How to write custom op

1. Prerequisite

  • Before code changes, please make sure the environment setting and source code build pass by build procedure.

  • Check TensorFlow version.

    $ python -c "import tensorflow as tf;print(tf.__version__)
    
  • Check Intel Extension for TensorFlow* with verbose.

    $ export ITEX_VERBOSE=1
    $ export ONEDNN_VERBOSE=1
    

    Refer to quick example.
    Refer to Intel® Extension for Tensorflow* Code Guide to familiar with source code architecture. Custom op is built into all Intel® Extension for Tensorflow* library.
    Refer to TensorFlow Guide for Creating OP for TensorFlow offcial doc.

2. Define the op interface and Register op

Take GeluOp as an example.

void  Register_GeluOp();

Declare and call Register_GeluOp()

void Register_GeluOp() {
  ITEX_VLOG(0) << "#### Register_GeluOp";
  itex::StatusUniquePtr status(TF_NewStatus());
  {
    TF_OpDefinitionBuilder* op_builder = TF_NewOpDefinitionBuilder("Gelu");
    TF_OpDefinitionBuilderAddInput(op_builder, "features: T");
    TF_OpDefinitionBuilderAddOutput(op_builder, "activations: T");
    TF_OpDefinitionBuilderAddAttr(op_builder, "T: {bfloat16, half, float}");
    TF_OpDefinitionBuilderAddAttr(op_builder, "approximate: bool = true");
    TF_OpDefinitionBuilderSetShapeInferenceFunction(op_builder,
                                                    &unchanged_shape_fn);

    TF_RegisterOpDefinition(op_builder, status.get());
    ITEX_CHECK_EQ(TF_OK, TF_GetCode(status.get()))
        << "Gelu op registration failed: ";
  }
}

Specify the name of the op, its inputs (types and names) and outputs (types and names), as well as docstrings and any attrs the op might require.

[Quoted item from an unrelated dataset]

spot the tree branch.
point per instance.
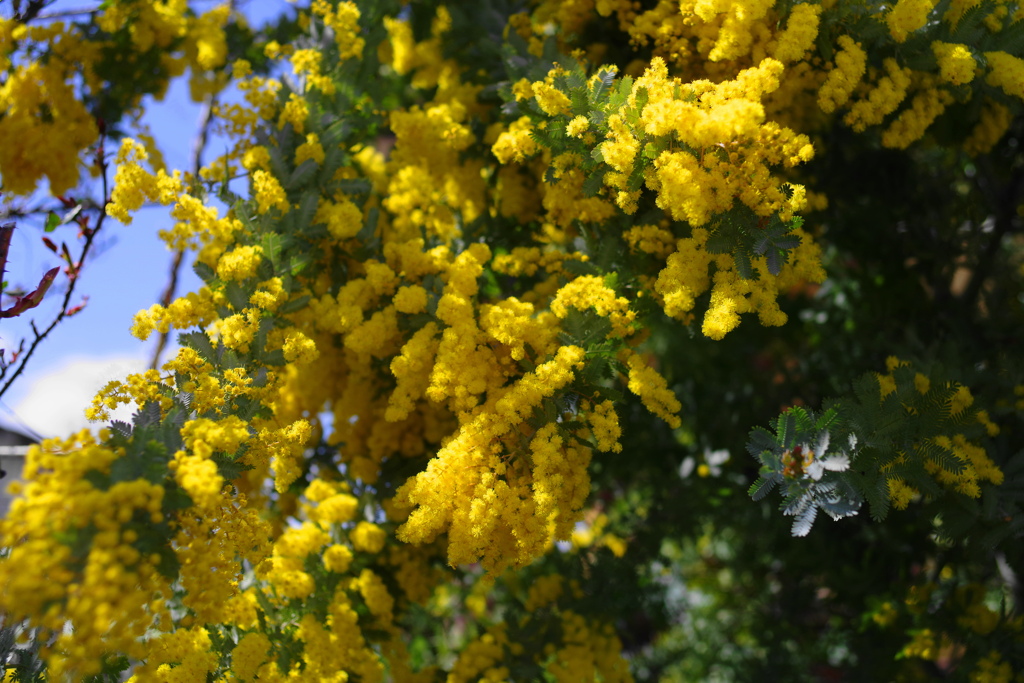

  • Note:You can add ITEX_VLOG(0) << "#### Register_GeluOp"; in the code begining for debug.

3. Register the kernels for the op

For example, GeluOp, one kernel made for CPUs, and a separate one for GPUs.

itex/core/kernels/cpu/relu_op.cc Register CPU kernel Gelu for GeluOp

REGISTER_KERNEL_BUILDER(                                   \
Name("Gelu").Device(DEVICE_CPU).TypeConstraint<type>("T"), \
GeluOp<CPUDevice, type>);                                  \

itex/core/kernels/gpu/relu_op.cc Register GPU kernel Gelu for GeluOp

REGISTER_KERNEL_BUILDER(                                   \
Name("Gelu").Device(DEVICE_GPU).TypeConstraint<type>("T"), \
GeluOp<GPUDevice, type>);                                  \

Device determines the engine type, cpu or gpu
”T” makes the kernel type polymorphism.

Note: load_ops_library will load the library, and ops/kernels registered in the library via theREGISTER_* macros are made available in the TensorFlow process. For example, we can use load_ops_library.gelu() in python directly.

4. Implement the kernels

For example, GeluOp construction, GeluOp -> ReluBaseOp -> EltwiseBaseOp -> OpKernel

template <typename Device, typename T>
class GeluOp : public ReluBaseOp<Device, T> {
 public:
  explicit GeluOp(OpKernelConstruction* context)
      : ReluBaseOp<Device, T>(context, dnnl::algorithm::eltwise_gelu_erf, 0.0f,
                              0.0f) {
    ITEX_VLOG(0) << "#### GeluOp construct";
    if (context->HasAttr("approximate")) {
      OP_REQUIRES_OK(context, context->GetAttr("approximate", &approximate_));
      this->alg_kind_ = approximate_ ? algorithm::eltwise_gelu_tanh
                                     : algorithm::eltwise_gelu_erf;
    }
  }
  • Note: You can add ITEX_VLOG(0)  <<  "#### GeluOp construct"; in the code for debug.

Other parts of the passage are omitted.